LAHORE: Thousands of followers of Sufi Islam staged a rally in Lahore on Sunday to condemn militancy and attacks on shrines, police said.
“More than 10,000 people participated in the rally,” senior police officer Mustansar Bajwa told AFP.
Chanting slogans against terrorism, the demonstrators called for peace in the country, which has been troubled by bombings and suicide attacks.
The demonstrators marched from the Punjab provincial assembly building to the city's main Data Darbar shrine, amid a heavy police presence, witnesses said.
The rally was called by the Pakistan Awami Tehreek party.
“Islam is religion of peace and acts of terrorism and bloodshed are against its teachings,” the party's local chief Raheek Abbasi told the rally.
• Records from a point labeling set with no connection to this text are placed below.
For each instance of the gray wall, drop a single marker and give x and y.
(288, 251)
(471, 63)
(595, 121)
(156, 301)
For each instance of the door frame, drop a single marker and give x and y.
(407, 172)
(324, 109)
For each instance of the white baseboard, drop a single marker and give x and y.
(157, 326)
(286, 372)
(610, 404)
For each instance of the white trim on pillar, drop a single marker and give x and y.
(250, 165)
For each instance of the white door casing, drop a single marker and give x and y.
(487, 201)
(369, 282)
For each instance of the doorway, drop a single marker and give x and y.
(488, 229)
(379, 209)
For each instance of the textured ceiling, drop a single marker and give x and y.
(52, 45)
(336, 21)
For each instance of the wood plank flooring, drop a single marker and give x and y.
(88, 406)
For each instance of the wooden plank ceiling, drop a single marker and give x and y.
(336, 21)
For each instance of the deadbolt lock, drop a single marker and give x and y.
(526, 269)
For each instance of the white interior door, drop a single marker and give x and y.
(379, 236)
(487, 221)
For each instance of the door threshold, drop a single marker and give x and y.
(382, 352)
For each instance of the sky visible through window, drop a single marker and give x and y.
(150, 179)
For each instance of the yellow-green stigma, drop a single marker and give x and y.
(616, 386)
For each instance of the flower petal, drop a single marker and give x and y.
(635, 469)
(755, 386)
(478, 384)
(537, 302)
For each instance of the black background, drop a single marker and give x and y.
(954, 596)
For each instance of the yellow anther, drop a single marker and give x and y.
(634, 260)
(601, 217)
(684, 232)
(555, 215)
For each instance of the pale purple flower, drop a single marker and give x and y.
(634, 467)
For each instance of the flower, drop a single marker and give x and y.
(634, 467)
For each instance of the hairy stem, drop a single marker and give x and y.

He urged the government to “improve resources and provide jobs and justice to the people to end the menace.”
The protest came three days after a bomb blast near a Sunni Muslim shrine in Lahore killed two people and wounded more than a dozen worshippers.
Two suicide bombers blew themselves up among crowds of worshippers at the Data Darbar shrine in July, killing 42 people.
In October, two suicide bombers blew themselves up at the shrine of Abdullah Shah Ghazi in Karachi, killing nine worshippers, including two children.